Hasta no hace mucho, la ciencia, y nosotros mismos, dábamos por sentado que gran parte de los distintos tipos de cáncer que afectan a la población tenían dos causas muy concretas: nuestra herencia genética y el medio ambiente.

Factores como nuestra alimentación, los contaminantes o nuestros hábitos de vida a veces poco saludables eran condicionantes casi exclusivos para favorecer un mayor o menor riesgo a la hora de desarrollar un cáncer.

Ahora bien, parece que esta concepción acaba de derrumbarse.

Según un macroestudio llevado a cabo por genetistas de la universidad Johns Hopkins de Baltimore (Estados Unidos) y publicado hace solo unos días en la revista Science, la principal causa del cáncer se debe al azar.

Dos de cada tres mutaciones genéticas que derivan en cáncer son el triste resultado de un error, del simple azar y de esos fallos de que cometen nuestras células cada vez que se dividen.

Los expertos son muy conscientes de que estos datos van a alzar cierta polémica.

Te damos toda la información en el siguiente artículo.

Dos tercios de los cánceres no pueden prevenirse: la detección precoz es la clave

Sabemos que esta información puede desesperanzar a más de uno.

¿Significa esto que la prevención no sirve de nada? ¿Qué llevar una vida 100% saludable no evitaría más nuevos diagnósticos? La verdad es que no, y más aún, este dato da respuesta a algo que muchos ya intuíamos.
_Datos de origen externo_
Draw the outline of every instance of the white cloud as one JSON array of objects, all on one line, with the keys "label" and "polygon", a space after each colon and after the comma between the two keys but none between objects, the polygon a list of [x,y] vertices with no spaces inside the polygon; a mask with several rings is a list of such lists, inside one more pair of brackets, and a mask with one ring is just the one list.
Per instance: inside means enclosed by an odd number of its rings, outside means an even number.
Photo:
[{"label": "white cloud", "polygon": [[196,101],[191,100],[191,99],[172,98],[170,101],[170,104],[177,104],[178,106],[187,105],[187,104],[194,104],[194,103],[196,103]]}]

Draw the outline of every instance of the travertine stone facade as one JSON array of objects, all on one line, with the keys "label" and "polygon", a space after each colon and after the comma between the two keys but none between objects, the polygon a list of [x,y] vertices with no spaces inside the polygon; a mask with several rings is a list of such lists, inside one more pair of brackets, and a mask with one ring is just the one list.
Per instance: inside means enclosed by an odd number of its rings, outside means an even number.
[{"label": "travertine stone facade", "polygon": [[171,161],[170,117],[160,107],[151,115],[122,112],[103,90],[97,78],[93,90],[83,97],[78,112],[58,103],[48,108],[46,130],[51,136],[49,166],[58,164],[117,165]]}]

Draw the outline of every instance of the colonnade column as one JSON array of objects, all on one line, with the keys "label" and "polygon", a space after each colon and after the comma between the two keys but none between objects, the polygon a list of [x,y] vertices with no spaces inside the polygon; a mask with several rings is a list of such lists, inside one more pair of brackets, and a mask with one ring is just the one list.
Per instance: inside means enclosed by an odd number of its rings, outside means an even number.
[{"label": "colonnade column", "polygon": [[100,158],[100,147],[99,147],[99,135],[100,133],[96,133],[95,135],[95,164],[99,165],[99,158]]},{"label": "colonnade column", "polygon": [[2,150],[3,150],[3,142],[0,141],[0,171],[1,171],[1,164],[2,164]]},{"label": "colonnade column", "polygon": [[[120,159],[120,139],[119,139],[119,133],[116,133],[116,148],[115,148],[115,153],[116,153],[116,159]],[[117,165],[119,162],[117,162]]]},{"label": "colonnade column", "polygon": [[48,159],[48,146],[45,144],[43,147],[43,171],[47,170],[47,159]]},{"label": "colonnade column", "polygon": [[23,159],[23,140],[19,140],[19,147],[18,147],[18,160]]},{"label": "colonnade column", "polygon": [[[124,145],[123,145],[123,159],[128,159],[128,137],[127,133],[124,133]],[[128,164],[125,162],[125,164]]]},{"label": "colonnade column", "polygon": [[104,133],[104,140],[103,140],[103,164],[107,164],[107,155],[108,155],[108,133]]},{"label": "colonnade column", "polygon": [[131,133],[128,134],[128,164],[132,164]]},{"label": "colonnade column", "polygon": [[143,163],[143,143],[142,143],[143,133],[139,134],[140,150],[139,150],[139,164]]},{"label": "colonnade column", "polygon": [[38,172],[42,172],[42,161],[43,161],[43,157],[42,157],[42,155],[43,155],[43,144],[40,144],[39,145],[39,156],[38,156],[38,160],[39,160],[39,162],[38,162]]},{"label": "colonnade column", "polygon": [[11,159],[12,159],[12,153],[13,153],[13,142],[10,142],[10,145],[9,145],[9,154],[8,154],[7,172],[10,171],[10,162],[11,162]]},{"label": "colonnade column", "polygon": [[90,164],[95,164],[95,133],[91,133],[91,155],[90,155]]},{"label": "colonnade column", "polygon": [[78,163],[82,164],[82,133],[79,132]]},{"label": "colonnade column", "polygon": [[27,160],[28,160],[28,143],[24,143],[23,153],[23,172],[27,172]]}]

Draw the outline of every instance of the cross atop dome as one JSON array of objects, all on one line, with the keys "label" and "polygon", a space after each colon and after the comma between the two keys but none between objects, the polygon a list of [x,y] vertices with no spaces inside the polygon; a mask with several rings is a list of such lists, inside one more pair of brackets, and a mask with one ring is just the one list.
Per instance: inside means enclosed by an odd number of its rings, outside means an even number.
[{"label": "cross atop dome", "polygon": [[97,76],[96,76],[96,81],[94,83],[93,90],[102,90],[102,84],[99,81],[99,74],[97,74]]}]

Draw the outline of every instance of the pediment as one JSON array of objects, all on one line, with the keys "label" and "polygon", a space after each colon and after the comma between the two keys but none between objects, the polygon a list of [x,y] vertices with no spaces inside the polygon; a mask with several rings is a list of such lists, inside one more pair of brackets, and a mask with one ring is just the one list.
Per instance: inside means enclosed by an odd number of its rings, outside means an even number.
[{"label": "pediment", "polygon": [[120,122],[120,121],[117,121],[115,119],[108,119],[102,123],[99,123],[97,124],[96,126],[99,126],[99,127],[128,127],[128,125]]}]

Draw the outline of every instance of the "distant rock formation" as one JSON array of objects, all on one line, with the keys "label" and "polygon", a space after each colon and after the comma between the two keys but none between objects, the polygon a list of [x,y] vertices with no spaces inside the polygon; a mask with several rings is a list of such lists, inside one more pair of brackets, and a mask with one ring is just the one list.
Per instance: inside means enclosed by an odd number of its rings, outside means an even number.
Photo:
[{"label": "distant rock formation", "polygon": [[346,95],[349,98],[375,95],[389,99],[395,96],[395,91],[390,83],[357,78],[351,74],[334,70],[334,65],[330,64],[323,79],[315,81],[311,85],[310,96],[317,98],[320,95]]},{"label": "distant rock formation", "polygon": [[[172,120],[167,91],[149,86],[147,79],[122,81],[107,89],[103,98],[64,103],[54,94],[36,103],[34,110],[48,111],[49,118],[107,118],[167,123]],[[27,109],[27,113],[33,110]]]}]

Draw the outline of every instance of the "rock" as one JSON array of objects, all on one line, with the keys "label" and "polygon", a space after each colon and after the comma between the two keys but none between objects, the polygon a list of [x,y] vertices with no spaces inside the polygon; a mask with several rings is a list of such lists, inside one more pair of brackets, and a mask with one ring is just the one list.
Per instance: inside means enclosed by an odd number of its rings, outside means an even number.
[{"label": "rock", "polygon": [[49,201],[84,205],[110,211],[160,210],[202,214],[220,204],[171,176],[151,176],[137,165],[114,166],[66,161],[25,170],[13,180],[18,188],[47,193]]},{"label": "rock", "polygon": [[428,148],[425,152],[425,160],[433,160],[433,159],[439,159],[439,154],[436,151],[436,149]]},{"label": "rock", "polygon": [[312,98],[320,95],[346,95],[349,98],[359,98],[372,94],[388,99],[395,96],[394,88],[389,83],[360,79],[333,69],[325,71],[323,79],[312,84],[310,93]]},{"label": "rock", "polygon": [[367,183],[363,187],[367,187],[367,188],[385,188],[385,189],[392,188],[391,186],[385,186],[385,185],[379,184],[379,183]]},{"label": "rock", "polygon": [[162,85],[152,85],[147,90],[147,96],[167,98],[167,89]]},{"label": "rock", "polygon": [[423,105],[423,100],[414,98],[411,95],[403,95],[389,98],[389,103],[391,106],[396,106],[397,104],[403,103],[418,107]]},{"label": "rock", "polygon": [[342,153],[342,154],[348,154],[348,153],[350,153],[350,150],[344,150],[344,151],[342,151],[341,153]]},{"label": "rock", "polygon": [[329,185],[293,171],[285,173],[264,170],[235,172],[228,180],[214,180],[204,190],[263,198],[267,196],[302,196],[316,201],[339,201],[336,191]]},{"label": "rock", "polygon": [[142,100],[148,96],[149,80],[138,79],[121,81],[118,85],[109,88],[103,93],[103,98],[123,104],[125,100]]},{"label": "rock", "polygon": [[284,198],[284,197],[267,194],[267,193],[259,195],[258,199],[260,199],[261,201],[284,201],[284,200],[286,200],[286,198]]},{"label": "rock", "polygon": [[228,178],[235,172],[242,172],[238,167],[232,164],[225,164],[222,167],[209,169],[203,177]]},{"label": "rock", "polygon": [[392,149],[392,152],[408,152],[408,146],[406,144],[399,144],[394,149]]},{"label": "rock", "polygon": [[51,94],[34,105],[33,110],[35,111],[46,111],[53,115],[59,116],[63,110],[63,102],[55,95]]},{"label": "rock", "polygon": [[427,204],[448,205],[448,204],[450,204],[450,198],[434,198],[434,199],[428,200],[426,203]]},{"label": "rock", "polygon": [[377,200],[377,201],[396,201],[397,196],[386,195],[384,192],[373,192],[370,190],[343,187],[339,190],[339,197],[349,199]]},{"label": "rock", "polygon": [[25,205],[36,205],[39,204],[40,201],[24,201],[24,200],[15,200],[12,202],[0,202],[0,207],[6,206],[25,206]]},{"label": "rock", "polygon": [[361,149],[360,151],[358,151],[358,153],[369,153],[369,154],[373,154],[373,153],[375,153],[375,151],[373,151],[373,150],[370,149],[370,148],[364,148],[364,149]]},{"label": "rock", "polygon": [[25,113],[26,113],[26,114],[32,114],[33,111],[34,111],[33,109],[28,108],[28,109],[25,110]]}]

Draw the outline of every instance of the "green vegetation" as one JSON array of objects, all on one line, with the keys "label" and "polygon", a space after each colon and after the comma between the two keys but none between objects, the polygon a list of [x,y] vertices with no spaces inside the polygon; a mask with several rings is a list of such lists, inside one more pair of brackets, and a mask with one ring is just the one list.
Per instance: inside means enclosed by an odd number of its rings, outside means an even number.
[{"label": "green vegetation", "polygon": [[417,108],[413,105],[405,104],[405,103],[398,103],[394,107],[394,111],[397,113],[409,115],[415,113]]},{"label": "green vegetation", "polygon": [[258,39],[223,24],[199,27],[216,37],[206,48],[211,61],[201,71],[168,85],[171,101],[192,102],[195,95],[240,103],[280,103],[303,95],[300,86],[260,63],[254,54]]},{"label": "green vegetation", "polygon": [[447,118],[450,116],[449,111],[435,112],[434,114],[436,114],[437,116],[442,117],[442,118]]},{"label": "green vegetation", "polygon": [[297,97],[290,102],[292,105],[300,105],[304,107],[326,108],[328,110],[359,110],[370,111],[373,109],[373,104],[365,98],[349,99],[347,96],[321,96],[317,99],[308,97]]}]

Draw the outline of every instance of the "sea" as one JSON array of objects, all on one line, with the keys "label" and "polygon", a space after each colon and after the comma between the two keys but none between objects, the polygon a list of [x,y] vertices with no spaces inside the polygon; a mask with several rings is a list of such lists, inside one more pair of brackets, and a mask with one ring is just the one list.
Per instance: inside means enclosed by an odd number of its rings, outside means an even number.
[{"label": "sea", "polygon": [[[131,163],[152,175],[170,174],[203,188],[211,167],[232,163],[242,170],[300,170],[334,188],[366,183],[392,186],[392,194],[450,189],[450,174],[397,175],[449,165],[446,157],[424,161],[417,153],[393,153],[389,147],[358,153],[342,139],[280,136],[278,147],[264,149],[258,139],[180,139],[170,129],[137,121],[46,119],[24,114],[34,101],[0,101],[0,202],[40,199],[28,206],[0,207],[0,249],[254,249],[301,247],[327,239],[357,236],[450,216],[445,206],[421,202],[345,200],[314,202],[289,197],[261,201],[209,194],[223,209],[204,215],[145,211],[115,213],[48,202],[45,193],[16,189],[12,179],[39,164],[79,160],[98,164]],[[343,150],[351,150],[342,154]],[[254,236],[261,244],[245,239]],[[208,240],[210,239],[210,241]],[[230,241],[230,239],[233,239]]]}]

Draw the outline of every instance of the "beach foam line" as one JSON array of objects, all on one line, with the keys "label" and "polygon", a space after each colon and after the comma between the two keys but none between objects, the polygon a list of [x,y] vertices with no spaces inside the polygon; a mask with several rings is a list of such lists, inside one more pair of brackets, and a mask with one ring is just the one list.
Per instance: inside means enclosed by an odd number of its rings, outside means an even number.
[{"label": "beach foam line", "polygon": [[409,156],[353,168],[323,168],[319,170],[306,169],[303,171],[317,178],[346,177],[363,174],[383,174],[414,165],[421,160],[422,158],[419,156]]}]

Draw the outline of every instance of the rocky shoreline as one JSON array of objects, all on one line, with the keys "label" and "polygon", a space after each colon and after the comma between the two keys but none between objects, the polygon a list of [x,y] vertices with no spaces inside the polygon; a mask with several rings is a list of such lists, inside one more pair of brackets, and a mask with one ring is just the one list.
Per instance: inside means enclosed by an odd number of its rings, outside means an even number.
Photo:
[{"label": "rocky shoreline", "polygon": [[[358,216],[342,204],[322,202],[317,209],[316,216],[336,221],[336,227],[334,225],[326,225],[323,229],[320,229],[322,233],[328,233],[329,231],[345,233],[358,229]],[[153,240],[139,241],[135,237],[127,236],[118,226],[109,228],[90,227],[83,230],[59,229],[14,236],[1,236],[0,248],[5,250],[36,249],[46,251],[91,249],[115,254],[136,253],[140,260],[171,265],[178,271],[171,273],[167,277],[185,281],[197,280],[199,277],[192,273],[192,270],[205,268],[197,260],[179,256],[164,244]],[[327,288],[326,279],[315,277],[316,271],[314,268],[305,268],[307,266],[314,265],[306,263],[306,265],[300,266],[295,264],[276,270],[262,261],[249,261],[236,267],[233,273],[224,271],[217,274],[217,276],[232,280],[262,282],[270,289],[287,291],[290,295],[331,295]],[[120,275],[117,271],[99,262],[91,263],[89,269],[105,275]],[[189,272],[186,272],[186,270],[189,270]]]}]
  • Son muchas las personas que, a pesar de mantener una alimentación sana, de no fumar, de ser activos físicamente y de carecer de antecedentes genéticos, son diagnosticados con algún tipo de cáncer.
  • Los expertos eran muy conscientes de que había algo más en la ecuación, que ese factor desconocido debía explicarse por algo que escapa por completo a la propia prevención.
  • Algo que no todos sabemos es cómo funciona esa mecánica casi perfecta de nuestro organismo. Nos regeneramos, nuestras células se dividen cada día para dar forma a procesos básicos y esenciales que garantizan nuestra supervivencia.
  • Sin embargo, cada vez que una célula normal se divide y duplica su ADN para generar dos células nuevas, puede cometer errores.

El genoma humano tiene 3000 millones de bases, y a pesar de que esa replicación es casi perfecta, siempre hay margen para generar mutaciones aleatorias.

Y ahí está el gran problema.

El factor “mala suerte” determina el desarrollo de la enfermedad

Bert Vogelstein, director de este proyecto de investigación, indicó en una rueda de prensa que el 66% de las mutaciones celulares que derivan en cáncer se deben a simples errores en la replicación.

  • Por su parte, el 29% de esas replicaciones se deben a factores ambientales, mientras que el modo de vida y la herencia determinan poco más del 5%.
  • Los científicos lo llaman el “factor mala suerte”, porque resulta muy complicado saber en qué momento se va a producir el error, cómo frenarlo o cómo prevenir dichas mutaciones.
  • De hecho, se ha descubierto que casi el  77% de los casos de cáncer de páncreas son el resultado de un error aleatorio del ADN en la división celular.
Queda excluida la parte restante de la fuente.